Es así, en realidad, porque en la raíz del pecado –de todo pecado- late la soberbia, el sentirse más que Dios y que los demás seres humanos, y colocarse por la fuerza en el mundo como tal. Ésta, la soberbia, tiene, a su vez, su origen en el corazón, de donde surgen “los malos propósitos, los homicidios, fornicaciones, robos, testimonios falsos, blasfemias” (Mt 15,19). Todo eso es lo que destaca Jesucristo a los fariseos que, con su actitud como siempre hipócrita, se admiran y escandalizan de que no realice el ritual judío de lavarse las manos antes de comer. Vemos ahí el segundo mal peor y más típico de nuestro tiempo, muy cerca de la soberbia, que es la hipocresía, el pretender hacer pasar por bueno lo que es malo..., que es su consecuencia evidente, porque se es hipócrita siempre por soberbia.
Bien. ¿Cómo se lo hace Dios para librarnos de la esclavitud del pecado, si nosotros estamos machaconamente insistiendo en más de lo mismo? Con el Espíritu Santo (Cfr. Jn 1,33). Es ni más ni menos que el cumplimiento de la profecía de Isaías: “Te hago luz de las naciones, para que seas mi salvación” (Is 49,3.5-6), como nos recuerda la primera lectura del día.
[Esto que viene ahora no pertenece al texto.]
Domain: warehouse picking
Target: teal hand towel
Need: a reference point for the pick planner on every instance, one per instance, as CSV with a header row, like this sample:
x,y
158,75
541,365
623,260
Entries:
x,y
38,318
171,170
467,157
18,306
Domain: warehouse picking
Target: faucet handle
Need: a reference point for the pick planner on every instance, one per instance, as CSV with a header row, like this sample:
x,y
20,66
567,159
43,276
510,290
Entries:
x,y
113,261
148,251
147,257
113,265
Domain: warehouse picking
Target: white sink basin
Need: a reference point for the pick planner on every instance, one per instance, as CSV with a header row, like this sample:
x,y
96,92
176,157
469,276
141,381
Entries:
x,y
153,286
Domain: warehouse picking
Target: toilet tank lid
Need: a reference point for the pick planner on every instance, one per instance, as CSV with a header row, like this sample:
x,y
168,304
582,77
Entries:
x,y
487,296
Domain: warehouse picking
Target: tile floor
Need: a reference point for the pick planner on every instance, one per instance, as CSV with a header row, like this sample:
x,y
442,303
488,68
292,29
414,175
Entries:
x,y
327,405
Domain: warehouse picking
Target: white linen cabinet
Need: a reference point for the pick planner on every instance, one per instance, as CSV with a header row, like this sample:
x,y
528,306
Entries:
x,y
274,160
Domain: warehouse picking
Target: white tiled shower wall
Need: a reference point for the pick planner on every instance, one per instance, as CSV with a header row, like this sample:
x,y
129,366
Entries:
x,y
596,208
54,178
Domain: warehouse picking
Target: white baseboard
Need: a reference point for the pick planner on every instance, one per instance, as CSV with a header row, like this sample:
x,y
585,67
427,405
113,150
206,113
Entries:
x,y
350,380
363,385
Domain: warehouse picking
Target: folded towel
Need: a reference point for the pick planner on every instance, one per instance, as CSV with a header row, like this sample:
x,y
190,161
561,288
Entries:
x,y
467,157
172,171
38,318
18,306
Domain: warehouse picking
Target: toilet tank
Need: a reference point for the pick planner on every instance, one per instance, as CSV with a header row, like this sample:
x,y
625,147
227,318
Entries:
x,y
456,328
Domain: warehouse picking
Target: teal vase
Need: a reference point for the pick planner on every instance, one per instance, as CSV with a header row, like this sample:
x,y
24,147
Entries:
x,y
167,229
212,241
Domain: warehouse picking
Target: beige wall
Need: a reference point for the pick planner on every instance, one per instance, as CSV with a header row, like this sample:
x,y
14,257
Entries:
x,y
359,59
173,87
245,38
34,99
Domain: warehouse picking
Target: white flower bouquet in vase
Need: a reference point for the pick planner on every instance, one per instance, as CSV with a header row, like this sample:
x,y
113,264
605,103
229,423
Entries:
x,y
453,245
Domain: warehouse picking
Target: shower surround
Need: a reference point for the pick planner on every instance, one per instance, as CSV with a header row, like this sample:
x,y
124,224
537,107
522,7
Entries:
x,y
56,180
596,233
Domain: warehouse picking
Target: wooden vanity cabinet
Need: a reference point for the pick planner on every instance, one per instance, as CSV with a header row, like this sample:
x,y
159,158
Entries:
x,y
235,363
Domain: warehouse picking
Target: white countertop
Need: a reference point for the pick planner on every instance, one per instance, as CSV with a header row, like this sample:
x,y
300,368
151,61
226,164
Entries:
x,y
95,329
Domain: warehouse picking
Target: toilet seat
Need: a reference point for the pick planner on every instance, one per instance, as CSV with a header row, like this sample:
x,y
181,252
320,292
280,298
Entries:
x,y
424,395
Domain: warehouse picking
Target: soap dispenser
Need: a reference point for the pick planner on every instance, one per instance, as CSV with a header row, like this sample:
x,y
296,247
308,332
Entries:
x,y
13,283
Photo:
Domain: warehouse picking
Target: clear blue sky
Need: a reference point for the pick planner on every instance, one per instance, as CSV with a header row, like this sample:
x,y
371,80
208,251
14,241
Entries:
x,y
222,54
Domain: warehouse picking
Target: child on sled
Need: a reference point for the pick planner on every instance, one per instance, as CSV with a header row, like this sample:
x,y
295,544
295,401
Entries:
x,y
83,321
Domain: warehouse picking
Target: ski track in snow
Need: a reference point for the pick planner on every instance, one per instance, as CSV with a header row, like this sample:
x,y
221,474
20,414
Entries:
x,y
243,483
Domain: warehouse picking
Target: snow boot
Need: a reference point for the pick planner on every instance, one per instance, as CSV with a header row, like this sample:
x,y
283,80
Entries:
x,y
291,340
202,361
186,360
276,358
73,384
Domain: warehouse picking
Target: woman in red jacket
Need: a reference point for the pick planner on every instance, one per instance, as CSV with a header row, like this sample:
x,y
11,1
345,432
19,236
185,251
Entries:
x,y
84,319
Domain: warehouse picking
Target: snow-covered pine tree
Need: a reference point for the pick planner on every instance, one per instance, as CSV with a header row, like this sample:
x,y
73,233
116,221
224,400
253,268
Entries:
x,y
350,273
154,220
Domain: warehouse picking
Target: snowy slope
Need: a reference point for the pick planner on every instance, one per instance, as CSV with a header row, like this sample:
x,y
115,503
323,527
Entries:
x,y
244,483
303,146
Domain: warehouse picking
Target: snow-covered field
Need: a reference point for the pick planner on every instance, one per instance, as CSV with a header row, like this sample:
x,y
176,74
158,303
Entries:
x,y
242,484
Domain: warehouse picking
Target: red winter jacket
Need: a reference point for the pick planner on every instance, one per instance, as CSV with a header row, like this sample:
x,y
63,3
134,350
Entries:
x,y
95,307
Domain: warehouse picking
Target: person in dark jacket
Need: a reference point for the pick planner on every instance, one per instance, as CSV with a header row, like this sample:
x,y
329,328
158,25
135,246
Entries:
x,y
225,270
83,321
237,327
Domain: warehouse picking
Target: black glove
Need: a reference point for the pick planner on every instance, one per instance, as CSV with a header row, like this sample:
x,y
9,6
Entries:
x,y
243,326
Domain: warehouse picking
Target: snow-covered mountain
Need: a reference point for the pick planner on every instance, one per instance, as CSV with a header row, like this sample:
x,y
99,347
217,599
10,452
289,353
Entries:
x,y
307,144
Así sí que San Pablo, ese día y siempre, puede despedirse de sus interlocutores con su típica alocución: “A vosotros, gracia y paz de parte de Dios nuestro Padre y del Señor Jesucristo” (1 Cor 1,1-3). A nosotros nos toca imitarlo, tomando la bola que nos pasa el Papa. Así, además de ser testigos de palabra y de obra, estamos seguros de abrirnos la puerta del cielo, por pura misericordia de Dios Creador nuestro. Ahí poseeremos en heredad la Libertad auténtica, fuente de todo bien: Dios.